Sira exhaled and snapped the throttle. The shuttle twisted through the debris, performing a dance of corkscrews and loops, graceful now — like she’d stopped thinking and started feeling. Rosa followed, a ghost to her flame.
She’s got instinct, that one, Coy murmured. Like you before they broke you down to orders and duty.
Rosa ignored him, watching the cadet thread through chaos with a confidence that hadn’t been there an hour ago. Sira’s focus was absolute.
Then came the final simulation curve — a malfunction scenario. One engine flared red on Sira’s display.
“Power loss on port vector,” she said automatically.
Rosa waited. This was the test.
Sira didn’t call for help. She compensated manually, tilting the craft’s axis, bleeding off thrust from the starboard side until the balance returned.
“Compensating yaw,” Sira reported. There was a weighted breathe. The shuttle leveled out. The simulator blinked mission complete.
Silence stretched.  Finally, Rosa said, “You kept control.”
Sira turned, a flush in her cheeks. “Barely.”
“Barely is still alive.” Rosa leaned back, arms crossing over her chest. “That’s what separates a pilot from a passenger.”
You’re proud of her, Coy whispered, a tone of wary amusement. That scares you more than crashing ever could.
Rosa pretended not to hear. “End sim,” she ordered. The holographic stars faded into the gray walls of the training bay.
Sira lingered by the console, eyes bright. “Commander… do you ever miss it? Real flight? Outside the training sims?”
Rosa’s lips curved into something halfway between pride and exhaustion. “Miss it? I still do it, Cadet. That’s why I teach — to make sure someone’s ready when I’m out there.”
Sira blinked, realizing what she meant. “You’re still on the active roster?”
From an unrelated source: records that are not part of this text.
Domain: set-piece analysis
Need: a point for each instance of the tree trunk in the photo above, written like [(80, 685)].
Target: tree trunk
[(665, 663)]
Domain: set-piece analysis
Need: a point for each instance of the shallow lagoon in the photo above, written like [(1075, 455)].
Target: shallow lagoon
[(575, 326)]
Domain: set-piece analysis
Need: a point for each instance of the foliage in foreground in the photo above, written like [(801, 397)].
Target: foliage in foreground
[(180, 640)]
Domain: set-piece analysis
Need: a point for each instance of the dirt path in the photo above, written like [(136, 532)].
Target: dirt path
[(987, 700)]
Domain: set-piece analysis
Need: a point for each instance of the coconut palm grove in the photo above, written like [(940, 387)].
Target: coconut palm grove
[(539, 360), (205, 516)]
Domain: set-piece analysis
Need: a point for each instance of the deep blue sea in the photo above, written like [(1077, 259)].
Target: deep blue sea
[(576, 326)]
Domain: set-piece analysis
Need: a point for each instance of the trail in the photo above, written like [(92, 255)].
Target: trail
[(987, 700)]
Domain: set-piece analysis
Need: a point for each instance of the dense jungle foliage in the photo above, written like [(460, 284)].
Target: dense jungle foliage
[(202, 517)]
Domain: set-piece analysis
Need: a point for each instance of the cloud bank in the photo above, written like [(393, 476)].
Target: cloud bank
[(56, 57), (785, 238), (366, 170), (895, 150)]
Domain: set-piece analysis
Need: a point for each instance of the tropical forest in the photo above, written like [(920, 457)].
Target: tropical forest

“Always.” Rosa stepped closer, her voice low, deliberate. “You don’t stop flying because you start teaching. You teach so you remember why you fly.”
And because you need to feel something that still burns, Coy murmured, voice like smoke in her skull.
For a moment, mentor and cadet simply stood in the afterglow of shared adrenaline. Sira’s curiosity softened into admiration. Rosa, despite herself, felt the echo of it — the dangerous warmth of connection forming in the cracks where pain used to live.
Careful, Rosa, Coy breathed. That’s how it starts. One shared heartbeat… and suddenly you can’t tell whose it is. Which, I'm game if you are.
Rosa shut down the simulator and walked toward the door. “Same time tomorrow, Cadet. We’ll take her off the leash next time, live shuttle run.”
Sira straightened. “Aye, Commander.”
When the doors closed behind her, Rosa let herself exhale, slow and unsteady, before the whisper returned, quieter now, curling around the edge of thought.
You’re teaching her to fly, Little Pilot… but she might be the one teaching you to land.